息子を改造→人権全否定→お前はそれ以上の存在の誇りを持て!と一見いいこと言っているように見えますけど、そもそも「敬介をGOD対策に使う理由」はありますが「GODの存在を隠す理由」「戦うのが仲間抜きの敬介一人でないとダメな理由」は一切存在せず、加えて前回のように最初から息子を改造して戦士に仕立て上げることを織り込み済みなのにこの流れなので、支離滅裂で故・神啓太郎が外道なだけにしか見えません。

いつものことだけど、東映の科学者はこんなのばっかりか!

街中でススムをリンチしようと暴れる人々だが、そこに現れた敬介によって八百屋がパニックの変装であることが明かされる。戦闘の末クルーザーアタックでパニックを倒した敬介。
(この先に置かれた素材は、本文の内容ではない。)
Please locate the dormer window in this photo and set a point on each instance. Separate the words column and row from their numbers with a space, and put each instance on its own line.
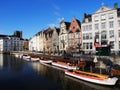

騒動によってススムのフルートは曲がってしまったのだが、敬介は怪力で強引に戻し「機械の体も悪くない」と言って、自信を取り戻したのだった。

はたして、邪悪の神教授に運命をゆがめられた男の戦いは、いかに?!

突っ込むこと前提で見るのが基本の70年代特撮ですが、さすがに外道親父がひどすぎて、評価しがたい立ち上がりでした。